I will calculate what percentage of all purchases are ‘whole album purchases’ i.e the customer selects and buys a whole album, rather than selects a number of tracks (from different albums)

#My solution uses a completely different method from what was suggested in the guidance notes.
#My method is based on the fact that if a customer buys a whole album then these 2 things will be true:
# 1 - There will only be 1 distinct album number per invoice i.e. when you COUNT(DISTINCT album_id) for each invoice it will return 1
# 2 - The number of tracks purchased will equal the number of tracks on the album of the first album number on their invoice
#If both these things are true, then the customer purchased an album.

#The query is split into a first part - a_t_nos (album track numbers), then the main part which includes a subquery.

#The first part takes the album table and joins it to the track table. It then groups by album_id and counts the number of tracks so the result is a table a_t_nos of albums and the corresponding number of tracks on each album.

#The main part, starting with the subquery, then takes the invoice_line table and joins it to the track table and then joins the a_t_nos table onto that. It groups by invoice_line. For each invoice_line, it calculates:
# - the number of tracks bought
# - the number of albums on each invoice i.e. COUNT(DISTINCT album_id) 
# - it leaves the columns invoice_id, album_id and tracks_in_album
#It then adds a logic column called 'album'. This column is given the value of 1 if BOTH of these two conditions are satisfied:
# 1. Is the number of distinct albums on this invoice 1? 
# 2. Is the number of tracks on the invoice equal to the number of tracks in the album number?
#If they're both satisfied, then it's an album!

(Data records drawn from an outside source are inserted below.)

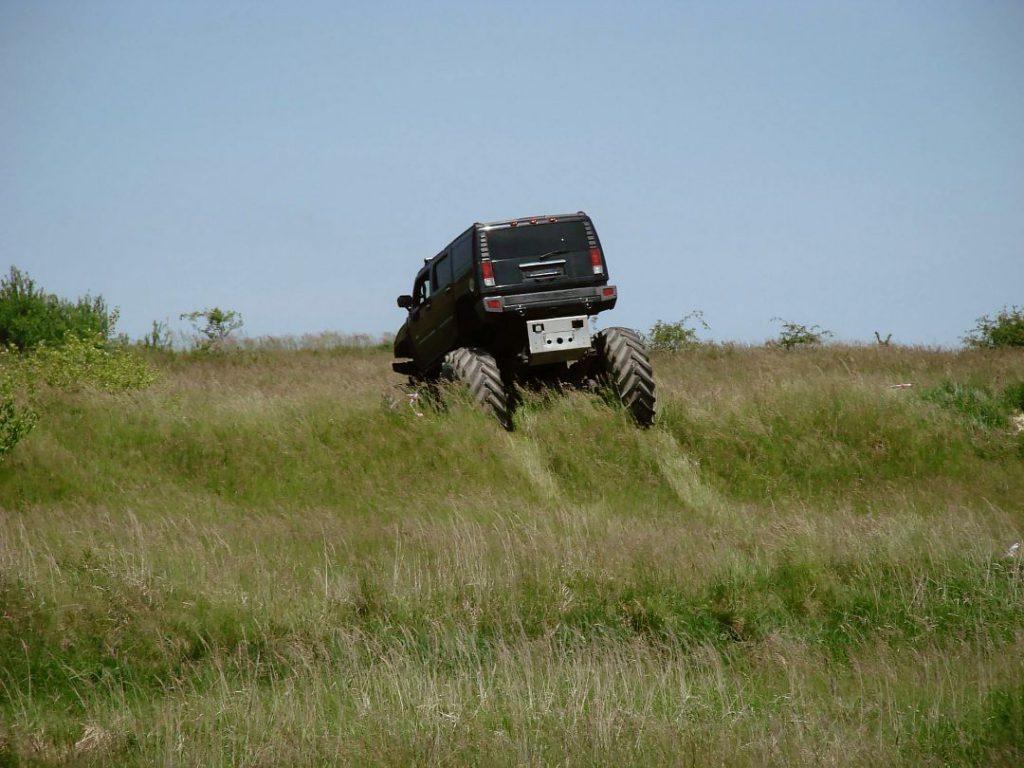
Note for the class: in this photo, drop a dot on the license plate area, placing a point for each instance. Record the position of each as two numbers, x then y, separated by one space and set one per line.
558 338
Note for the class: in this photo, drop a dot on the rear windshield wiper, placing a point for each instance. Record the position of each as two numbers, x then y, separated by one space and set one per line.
557 252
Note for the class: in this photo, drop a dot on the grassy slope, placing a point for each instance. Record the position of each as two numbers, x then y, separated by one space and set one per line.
268 558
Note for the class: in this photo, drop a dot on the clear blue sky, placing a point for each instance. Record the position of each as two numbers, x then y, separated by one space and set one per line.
856 165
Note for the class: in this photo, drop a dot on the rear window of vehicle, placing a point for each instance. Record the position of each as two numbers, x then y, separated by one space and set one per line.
534 240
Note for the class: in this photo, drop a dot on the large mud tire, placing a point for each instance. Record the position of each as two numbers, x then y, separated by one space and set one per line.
478 371
627 371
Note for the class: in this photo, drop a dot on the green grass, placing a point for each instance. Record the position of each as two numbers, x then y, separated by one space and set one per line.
269 557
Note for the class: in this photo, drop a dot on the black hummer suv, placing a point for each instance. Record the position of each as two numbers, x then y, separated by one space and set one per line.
512 301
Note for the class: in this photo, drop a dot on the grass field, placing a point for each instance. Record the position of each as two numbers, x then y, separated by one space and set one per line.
269 558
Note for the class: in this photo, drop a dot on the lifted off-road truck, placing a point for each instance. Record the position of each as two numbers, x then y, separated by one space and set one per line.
511 302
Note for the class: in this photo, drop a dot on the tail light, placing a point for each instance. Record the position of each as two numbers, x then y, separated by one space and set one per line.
488 273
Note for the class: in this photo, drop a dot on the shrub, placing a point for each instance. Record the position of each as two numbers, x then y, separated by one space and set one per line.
16 419
976 403
796 335
30 316
88 363
213 327
1005 330
671 337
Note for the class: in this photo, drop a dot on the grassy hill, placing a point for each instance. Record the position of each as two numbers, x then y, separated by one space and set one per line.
270 557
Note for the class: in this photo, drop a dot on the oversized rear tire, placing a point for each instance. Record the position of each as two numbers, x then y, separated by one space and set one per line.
627 370
478 371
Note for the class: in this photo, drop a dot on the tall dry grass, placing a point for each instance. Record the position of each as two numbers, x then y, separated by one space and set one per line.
270 558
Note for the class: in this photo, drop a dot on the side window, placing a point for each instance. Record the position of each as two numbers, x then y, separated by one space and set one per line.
442 272
422 289
462 256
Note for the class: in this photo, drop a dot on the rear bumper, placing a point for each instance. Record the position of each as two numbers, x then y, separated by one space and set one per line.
588 300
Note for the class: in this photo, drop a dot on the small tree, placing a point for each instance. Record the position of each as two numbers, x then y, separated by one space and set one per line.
671 337
213 326
1005 330
794 335
159 337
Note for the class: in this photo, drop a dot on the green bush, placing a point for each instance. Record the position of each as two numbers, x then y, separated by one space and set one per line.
30 316
978 404
1005 330
671 337
16 419
88 363
796 335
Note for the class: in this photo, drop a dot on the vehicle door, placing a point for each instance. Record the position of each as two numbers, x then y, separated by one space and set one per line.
419 320
445 330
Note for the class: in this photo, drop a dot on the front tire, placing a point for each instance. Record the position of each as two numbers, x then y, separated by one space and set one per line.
478 371
627 370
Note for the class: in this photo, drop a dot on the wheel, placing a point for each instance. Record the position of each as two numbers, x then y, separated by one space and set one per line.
626 368
478 371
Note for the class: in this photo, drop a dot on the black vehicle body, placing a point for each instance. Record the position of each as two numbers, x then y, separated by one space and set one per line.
497 284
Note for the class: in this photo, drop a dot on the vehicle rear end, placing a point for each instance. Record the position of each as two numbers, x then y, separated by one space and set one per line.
541 280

#Lastly, the encompassing query sums the number of instances where the album column = 1 (i.e. this is the number of invoices which relate to whole album purchases by customers). It counts the album column (i.e. this is the total number of invoices). It calculates the percentage of invoices which are whole-album purchases.

is_it_an_album = '
WITH a_t_nos AS
              (
              SELECT  a.album_id,
                      t.track_id,
                      COUNT(t.track_id) tracks_in_album
              FROM album a
              INNER JOIN track t ON t.album_id = a.album_id
              GROUP BY a.album_id
              )

SELECT  SUM(album) invoices_for_albums,
        COUNT(album) all_invoices,
        ROUND(CAST(SUM(album) AS FLOAT)/COUNT(album), 2) percent_invoices_for_albums
FROM(
    SELECT  il.invoice_id,
            COUNT(il.track_id) tracks_bought,
            COUNT(DISTINCT t.album_id) sole_album_check,
            atn.album_id,
            atn.tracks_in_album,
            CASE
              WHEN COUNT(DISTINCT t.album_id) = 1 AND COUNT(il.track_id) = atn.tracks_in_album THEN 1
              ELSE 0
              END AS album
        
    FROM invoice_line il
    INNER JOIN track t ON t.track_id = il.track_id
    LEFT JOIN a_t_nos atn ON atn.album_id = t.album_id
    GROUP BY invoice_id
  )
;
'

run_query(is_it_an_album)
NA

Of all purchases, 19% are whole album purchases. This is quite a large proportion of total purchases so it wouldn’t be advisable to change strategy.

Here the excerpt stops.